Adrià Mercader

Munibot Maps: Vector tiles with Maplibre GL JS

June 26, 2021 | Archive

For the past six months the Munibot crew has been humming along, regularly tweeting beautiful imagery of Spanish and Catalan municipalities. The two original bots were later joined by their French counterpart, with the much more monumental task of going over the almost 35.000 communes of France.

Over time, I got curious about how many tweets had been published and how many were left, or wondered if a particular municipality had been tweeted or not. All these questions can be answered by querying Twitter or the backend database that the bots use, but I wanted some kind of interactive dashboard where I could access the information directly. And I also really liked the idea of having a live map that got filled with color as more tweets/municipalities were being published, until eventually the whole map was covered in color.

And that is what now lives at munibot.amercader.net.

A screenshot of the Munibot Map app

They are basic maps without background or labels, and the municipalities with a tweet have a different color. When you click on them you can see the actual tweet. And that’s about it (I will probably add a search box to search by name though).

Data

We are lucky in Spain to have public open geodata easily available under permissive licenses so getting the municipalities boundaries for the Spanish and Catalan munibots was just a matter of a few clicks on the CNIG Download Centre. French communes were another matter though and I had to dig a bit. I finally ended up using a dataset from Data.gouv.fr which had been extracted from OpenStreeMap, and complementing it with extra datasets to get all the fields I needed. In both cases the starting format was the venerable Shapefile, and I normalized them and migrated them to PostGIS to make working with them easier.

Vector tiles

To visualize and add style to these datasets in the browser we need to transform them in a suitable format. I never had used Vector tiles before and this seemed like a great opportunity. Vector tiles clip your geographic datasets into contiguous (generally) square tiles and serialize them using a format called Protocol Buffer (or protobuf), which is highly optimized to transfer data efficiently. All this allows web maps to consume large datasets efficiently, while providing more flexibility when styling it or adding interaction to it.

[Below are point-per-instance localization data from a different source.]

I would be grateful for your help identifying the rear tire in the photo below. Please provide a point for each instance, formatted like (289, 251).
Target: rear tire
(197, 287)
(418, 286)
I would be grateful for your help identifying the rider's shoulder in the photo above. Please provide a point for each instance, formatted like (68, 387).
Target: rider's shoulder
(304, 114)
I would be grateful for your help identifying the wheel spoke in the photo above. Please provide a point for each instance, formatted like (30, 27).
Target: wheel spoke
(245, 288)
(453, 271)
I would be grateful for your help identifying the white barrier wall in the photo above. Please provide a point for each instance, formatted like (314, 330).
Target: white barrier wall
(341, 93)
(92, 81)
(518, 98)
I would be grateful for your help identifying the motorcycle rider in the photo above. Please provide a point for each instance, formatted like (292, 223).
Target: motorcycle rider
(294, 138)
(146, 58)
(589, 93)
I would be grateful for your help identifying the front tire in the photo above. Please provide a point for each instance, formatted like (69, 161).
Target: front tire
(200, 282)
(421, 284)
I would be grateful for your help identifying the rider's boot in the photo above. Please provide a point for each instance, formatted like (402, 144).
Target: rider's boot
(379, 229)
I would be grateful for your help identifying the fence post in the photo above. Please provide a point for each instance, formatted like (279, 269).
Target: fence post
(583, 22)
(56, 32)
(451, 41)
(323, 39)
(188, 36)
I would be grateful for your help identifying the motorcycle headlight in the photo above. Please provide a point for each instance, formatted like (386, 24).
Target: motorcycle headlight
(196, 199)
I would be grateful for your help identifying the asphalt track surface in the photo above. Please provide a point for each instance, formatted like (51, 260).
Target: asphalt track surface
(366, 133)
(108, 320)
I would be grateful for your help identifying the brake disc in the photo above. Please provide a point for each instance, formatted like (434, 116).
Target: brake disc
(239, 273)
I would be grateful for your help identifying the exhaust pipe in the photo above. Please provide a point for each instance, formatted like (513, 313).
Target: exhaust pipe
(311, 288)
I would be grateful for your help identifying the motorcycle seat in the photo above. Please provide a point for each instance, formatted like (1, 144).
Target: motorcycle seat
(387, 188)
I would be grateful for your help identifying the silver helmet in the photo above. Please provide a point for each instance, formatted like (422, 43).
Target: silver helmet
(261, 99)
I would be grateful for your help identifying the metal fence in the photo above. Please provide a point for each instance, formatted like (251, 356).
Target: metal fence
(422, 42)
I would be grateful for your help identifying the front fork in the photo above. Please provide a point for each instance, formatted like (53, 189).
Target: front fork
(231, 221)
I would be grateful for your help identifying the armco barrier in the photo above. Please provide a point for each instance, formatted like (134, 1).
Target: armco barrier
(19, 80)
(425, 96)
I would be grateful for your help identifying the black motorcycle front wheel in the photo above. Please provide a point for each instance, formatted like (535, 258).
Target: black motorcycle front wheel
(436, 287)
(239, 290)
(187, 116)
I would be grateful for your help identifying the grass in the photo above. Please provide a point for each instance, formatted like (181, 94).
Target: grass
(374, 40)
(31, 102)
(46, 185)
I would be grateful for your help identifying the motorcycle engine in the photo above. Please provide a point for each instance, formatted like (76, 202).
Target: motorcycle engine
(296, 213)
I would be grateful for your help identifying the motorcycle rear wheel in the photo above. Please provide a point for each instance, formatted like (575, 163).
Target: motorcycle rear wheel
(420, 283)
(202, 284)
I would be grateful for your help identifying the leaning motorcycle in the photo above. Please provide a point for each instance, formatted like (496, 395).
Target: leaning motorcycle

There is a rich ecosystem of tools for working with vector tiles. You can use a dynamic tile server like Tegola or a tool like Tippecanoe to generate the tilesets and then host them statically somewhere. Both tools worked really well for me but I had really basic requirements. I ended up going for the second option and hosting the tiles on Amazon S3, which turned out really well. I’ll definitely try to write a more detailed separate blog post describing this process, as I think it’s a great option for serving spatial data with minimal costs and maintenance.

App

For a long time, the gold standard for building web maps that consumed vector tiles had been Mapbox GL JS. At the end of last year they changed the license of the new version of their library to a proprietary one, which made it an option less appealing for open source projects. A fork of the last BSD-licensed Mapbox GL JS version became Maplibre GL JS and that’s what I picked to power my maps.

And to glue it all together? HTML and plain JavaScript. Granted that it is an extremely simple website but in the current state of frontend development, not jumping into a framework and writing code like this feels both defiant and very refreshing:

let content = `| ${tweeted} tweets / ${total} total (${parseInt(tweeted/total*100)}%)`
document.getElementsByClassName("counts")[0].append(
    document.createElement("li").appendChild(
        document.createTextNode(content)))

It’s silly but I’m particularly proud of the small SVGs in the Spanish map to zoom the map to mainland Spain or the Canary Islands:

A screenshot of the Munibot Map app, showing the extent chooser

So cute

For France and its myriad overseas territories I tried to use Roger Veciana’s excellent d3-composite-projections library but it was too much hassle to adapt to my needs and ended up with a more spartan link list:

A screenshot of the Munibot Map app, showing the extent chooser

Gets the job done

All in all a neat little app built in a “serverless” stack that has been fun to put together. Check it out at munibot.amercader.net.